Many programs can benefit from shared context. You can push all the shared context to your database, but it's often helpful to keep around some shared data structures for performance reasons. For example, you can cache pure Python functions using functools.lrucache, and share such caches between threads, but such caches can't be shared between processes. In-process data structures like dicts and lists are much, much faster than alternatives like memcached and redis because they avoid the overhead of IPC and deserialization, and they are also easier to use since they are built-in.
dicts and lists are fast, but that doesn't mean a threading approach which must protect your dicts and lists with various kinds of locking will be that fast, because your program will now be waiting on locks. What are you trying to do with memcached that it is not fast enough?
> What are you trying to do with memcached that it is not fast enough?
Fine-grained caching of objects that correspond to DB rows. Most pages touch hundreds of DB rows, due to the various relationships between objects. With memcached, you have to cache at a higher granularity and contort your code quite a bit to reduce the number of gets per request.
> dicts and lists are fast, but ... your program will now be waiting on locks
In my experience, the overhead of locking is often negligible.

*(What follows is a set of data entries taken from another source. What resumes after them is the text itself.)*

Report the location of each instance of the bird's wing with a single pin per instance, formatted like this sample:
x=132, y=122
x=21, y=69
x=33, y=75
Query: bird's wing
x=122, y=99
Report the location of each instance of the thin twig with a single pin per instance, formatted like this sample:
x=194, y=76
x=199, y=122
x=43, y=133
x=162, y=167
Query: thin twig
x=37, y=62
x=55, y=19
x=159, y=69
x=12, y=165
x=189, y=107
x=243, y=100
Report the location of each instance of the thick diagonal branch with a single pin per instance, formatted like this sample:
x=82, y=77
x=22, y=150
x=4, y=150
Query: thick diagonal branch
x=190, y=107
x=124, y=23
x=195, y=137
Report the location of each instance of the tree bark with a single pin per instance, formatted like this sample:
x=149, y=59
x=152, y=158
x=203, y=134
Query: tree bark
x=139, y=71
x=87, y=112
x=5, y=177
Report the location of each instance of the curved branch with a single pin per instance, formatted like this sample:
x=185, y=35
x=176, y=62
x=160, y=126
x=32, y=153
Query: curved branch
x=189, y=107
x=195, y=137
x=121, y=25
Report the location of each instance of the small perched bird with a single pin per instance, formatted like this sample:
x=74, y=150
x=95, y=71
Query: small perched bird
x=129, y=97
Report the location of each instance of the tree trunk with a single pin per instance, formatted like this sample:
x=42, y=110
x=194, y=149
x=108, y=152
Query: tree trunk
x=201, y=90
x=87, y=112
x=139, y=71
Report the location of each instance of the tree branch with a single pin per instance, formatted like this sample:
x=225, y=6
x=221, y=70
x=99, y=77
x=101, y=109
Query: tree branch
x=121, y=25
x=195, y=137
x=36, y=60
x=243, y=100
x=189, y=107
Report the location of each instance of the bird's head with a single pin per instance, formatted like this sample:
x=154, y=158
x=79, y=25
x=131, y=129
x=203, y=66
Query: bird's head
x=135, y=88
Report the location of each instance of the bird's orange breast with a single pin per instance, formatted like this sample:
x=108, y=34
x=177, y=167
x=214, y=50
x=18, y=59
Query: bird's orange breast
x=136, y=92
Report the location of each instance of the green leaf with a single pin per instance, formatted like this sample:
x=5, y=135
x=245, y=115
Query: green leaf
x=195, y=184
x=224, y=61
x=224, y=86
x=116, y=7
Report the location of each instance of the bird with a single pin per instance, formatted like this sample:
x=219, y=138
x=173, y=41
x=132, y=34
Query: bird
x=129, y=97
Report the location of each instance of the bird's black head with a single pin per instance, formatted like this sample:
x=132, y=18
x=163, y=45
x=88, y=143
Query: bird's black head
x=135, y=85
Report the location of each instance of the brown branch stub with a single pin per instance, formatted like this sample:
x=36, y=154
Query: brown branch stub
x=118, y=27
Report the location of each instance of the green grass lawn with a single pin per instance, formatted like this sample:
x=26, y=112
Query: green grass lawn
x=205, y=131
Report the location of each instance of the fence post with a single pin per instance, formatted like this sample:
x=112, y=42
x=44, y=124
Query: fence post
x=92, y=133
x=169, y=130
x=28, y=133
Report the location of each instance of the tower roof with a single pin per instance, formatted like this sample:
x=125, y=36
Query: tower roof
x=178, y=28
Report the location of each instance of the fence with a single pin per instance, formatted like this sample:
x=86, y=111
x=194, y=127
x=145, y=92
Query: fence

In Java-land, you can have millions of lock operations per second. IPC involves serialization, deserialization, and context switching, in addition to actual work. Most IPC routines are built on locks, anyway.
The overhead of locking itself (which nobody has even mentioned) is completely distinct from the impact of waiting on locks. It's totally irrelevant that you can have millions of lock operations per second if you actually have any shared state to protect. If you are actually USING locks then you have threads waiting on them.